Disaro Records, an often controversial label which nonetheless has achieved much in popularising the movement through tours, solid-state releases and online notoriety. Notable bands associated with Disaro are the utterly fantastic and terrifying WHITE RING, exuberant post-dubstep kid GuMMy†Be▲R, and electro abusers PARTY TRASH.

Textbeak, an American producer and DJ whose regular podcasts are a must for the listener new to the genre, and whose recent album ‘Lovecraft’ upped the tempo, and explored crunchy, distorted IDM territory.

Tundra Dubs, a San Francisco based label whose avant-garde pop take on witch house and dark electronica is another brilliant advert for the sheer diversity of the genre, supporting some incredible artists like the sublimely epic A▲IMON, the archly hip Skeletonkids, and the baroque Funerals.

https://vimeo.com/20504120

DATERAPE, whose polished, melancholy electro / breaks take on witch house is beautifully understated and incredibly well thought through.

FOSTERCARE, whose multi-tracked, pitch-distorted sing-song raps and searing, scattershot breakbeats synthesize crunk, drag and screw with feedback, drones and techno bass.
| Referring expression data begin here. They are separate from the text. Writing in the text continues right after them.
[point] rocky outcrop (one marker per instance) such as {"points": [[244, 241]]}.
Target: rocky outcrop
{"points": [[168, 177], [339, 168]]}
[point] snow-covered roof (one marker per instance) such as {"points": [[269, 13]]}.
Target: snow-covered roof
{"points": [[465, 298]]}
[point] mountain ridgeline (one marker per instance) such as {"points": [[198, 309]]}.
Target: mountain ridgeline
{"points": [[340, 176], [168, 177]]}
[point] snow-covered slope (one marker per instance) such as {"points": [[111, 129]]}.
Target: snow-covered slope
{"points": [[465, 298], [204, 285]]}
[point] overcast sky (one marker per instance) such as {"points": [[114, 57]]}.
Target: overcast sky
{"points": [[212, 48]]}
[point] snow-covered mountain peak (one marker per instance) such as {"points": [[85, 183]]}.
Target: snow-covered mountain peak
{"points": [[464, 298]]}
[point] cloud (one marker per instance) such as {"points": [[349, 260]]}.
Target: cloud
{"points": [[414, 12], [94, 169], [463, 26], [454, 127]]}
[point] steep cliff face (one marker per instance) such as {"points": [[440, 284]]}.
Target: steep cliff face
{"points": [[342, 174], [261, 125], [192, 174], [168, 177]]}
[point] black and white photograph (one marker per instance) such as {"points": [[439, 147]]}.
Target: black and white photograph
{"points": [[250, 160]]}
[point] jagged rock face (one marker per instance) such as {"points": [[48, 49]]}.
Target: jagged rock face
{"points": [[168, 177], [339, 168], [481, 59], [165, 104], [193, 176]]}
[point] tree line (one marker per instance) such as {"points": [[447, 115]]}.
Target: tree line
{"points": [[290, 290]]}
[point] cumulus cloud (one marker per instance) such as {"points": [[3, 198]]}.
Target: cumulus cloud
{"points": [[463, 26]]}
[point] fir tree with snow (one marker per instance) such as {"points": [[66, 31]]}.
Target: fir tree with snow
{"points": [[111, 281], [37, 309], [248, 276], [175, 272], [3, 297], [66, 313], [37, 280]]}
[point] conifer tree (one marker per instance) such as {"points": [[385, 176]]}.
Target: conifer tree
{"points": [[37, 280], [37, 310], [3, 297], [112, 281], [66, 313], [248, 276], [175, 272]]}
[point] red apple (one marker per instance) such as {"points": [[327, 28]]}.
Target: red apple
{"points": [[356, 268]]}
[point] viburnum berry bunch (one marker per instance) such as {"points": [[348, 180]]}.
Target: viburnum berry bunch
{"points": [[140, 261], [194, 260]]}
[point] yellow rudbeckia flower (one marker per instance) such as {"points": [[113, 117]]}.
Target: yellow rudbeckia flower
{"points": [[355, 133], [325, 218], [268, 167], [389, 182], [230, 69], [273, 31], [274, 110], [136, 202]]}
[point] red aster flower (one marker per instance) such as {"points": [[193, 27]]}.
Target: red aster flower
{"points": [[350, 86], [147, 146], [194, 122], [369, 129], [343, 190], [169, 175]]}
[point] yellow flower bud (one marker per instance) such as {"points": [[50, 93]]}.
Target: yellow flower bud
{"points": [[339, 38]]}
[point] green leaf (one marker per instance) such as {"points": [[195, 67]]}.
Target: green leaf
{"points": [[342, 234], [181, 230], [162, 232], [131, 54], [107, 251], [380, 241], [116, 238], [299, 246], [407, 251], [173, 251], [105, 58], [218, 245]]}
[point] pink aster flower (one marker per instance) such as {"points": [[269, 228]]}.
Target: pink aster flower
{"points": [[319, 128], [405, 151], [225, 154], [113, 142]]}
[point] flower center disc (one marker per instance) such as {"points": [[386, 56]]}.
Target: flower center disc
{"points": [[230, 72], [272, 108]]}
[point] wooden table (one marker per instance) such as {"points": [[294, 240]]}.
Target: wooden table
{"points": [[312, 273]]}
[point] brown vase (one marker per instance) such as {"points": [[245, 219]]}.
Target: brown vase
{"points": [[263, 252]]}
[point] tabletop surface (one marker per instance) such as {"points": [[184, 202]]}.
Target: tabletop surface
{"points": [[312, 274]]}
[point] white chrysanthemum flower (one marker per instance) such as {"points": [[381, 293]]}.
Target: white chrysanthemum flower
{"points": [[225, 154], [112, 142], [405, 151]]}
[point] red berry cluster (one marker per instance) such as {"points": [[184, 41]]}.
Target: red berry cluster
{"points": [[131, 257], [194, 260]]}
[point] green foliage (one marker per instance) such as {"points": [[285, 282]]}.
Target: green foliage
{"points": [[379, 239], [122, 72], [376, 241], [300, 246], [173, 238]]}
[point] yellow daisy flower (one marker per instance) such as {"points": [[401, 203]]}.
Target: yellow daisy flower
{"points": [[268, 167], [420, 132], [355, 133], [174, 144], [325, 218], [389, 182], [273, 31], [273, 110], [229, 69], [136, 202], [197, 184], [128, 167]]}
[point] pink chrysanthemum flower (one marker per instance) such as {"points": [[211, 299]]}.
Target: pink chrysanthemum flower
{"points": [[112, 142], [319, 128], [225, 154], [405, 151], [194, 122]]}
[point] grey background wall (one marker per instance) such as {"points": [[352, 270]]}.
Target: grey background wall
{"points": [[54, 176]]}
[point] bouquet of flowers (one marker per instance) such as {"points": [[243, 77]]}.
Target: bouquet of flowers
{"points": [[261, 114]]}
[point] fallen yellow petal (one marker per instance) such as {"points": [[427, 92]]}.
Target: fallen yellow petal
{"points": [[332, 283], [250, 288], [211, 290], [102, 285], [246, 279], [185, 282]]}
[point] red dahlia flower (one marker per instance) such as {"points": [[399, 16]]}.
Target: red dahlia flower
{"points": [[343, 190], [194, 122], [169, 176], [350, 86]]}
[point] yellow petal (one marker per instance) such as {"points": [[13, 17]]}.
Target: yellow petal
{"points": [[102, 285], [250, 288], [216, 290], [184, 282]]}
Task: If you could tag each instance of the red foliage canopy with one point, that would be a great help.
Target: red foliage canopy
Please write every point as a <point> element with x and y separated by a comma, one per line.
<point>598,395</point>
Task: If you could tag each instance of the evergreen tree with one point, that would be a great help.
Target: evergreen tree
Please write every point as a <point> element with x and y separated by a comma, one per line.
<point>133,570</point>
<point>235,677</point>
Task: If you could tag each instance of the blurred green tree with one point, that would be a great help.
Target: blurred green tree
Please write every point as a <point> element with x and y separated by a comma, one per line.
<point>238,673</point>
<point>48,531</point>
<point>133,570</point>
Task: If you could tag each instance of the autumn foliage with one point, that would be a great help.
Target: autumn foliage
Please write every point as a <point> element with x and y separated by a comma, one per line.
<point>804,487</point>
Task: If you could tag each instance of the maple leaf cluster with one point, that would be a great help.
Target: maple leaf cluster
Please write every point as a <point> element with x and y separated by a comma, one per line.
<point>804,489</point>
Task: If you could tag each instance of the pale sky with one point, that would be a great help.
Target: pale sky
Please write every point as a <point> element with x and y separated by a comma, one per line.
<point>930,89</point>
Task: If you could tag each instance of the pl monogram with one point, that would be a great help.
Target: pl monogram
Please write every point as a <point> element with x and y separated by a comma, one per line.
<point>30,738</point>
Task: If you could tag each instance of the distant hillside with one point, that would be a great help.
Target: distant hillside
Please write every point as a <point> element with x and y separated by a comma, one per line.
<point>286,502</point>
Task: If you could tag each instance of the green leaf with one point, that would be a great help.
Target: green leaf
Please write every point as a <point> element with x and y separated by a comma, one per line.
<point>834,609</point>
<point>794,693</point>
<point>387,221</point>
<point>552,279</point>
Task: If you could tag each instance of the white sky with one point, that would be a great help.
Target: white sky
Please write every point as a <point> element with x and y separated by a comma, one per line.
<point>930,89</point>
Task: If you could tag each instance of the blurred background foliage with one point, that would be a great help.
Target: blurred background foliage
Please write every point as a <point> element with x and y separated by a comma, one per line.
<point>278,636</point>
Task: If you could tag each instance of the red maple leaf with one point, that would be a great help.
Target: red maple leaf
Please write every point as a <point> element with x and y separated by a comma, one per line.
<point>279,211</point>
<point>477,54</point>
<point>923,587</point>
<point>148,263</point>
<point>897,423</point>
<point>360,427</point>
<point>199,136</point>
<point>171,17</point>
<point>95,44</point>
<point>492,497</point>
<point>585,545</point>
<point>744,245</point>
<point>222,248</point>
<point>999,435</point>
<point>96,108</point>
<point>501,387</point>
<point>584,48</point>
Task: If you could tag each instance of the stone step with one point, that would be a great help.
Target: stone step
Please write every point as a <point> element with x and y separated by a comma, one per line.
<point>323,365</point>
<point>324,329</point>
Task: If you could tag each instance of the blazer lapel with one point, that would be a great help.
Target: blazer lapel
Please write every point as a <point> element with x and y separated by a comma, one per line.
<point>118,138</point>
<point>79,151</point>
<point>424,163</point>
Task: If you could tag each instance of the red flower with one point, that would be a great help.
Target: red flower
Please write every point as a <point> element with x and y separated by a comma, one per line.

https://www.youtube.com/watch?v=1ryHNEqWUjQ

Vagina Vangi, a Russian combo whose sweeping, neo-gothic stadium pop sounds like Siouxsie Sioux fronting the evil twins of Daft Punk and Sparks.

GVCCI HVCCI, a mysterious pop / hip-hop princess who raps about fucking goth boys with studded black dildoes, coming on like M.I.A. in the middle of a fight to the death with Lady GaGa.

MATER SUSPIRIA VISION, whose creeping, synth-led soundscapes are as transcendentally earth-shaking as their elaborate, cross-cut videos

https://vimeo.com/25723952
MATER SUSPIRIA VISION - Paradise of New H (INVERTED TRIANGLE II LP - 2011, Phantasma Disques) from Mater Suspiria Vision on Vimeo.

... and of course I’d be remiss if I didn’t give a shout to the collective I myself have become involved with, the incredibly talented group of musicians over at the netlabel AURAL SECTS, a new collective dedicated to expanding the genre and testing its limits, from the neo-industrial rhythms of zxz, to the spaced out narcotic bliss of I AM WATER and MOON MIRROR, to the fuzzed-out sound abuse of Tash Willmore and †▲βU∩∩Y▲†.

Now, I could spend the rest of the day naming bands and getting you to follow them (80s Stallone, oOoOO, EV1LR1VER, High Park, I††, howiquitcrack, Kitty Lectro, NANCY, powwoww, BL/\CK CEILING, Story of Isaac, UNISON, WIK▲N... see?), or you could just hook yourself up with a Tumblr, a Soundcloud page, and a file full of ascii code symbols… and explore for yourself.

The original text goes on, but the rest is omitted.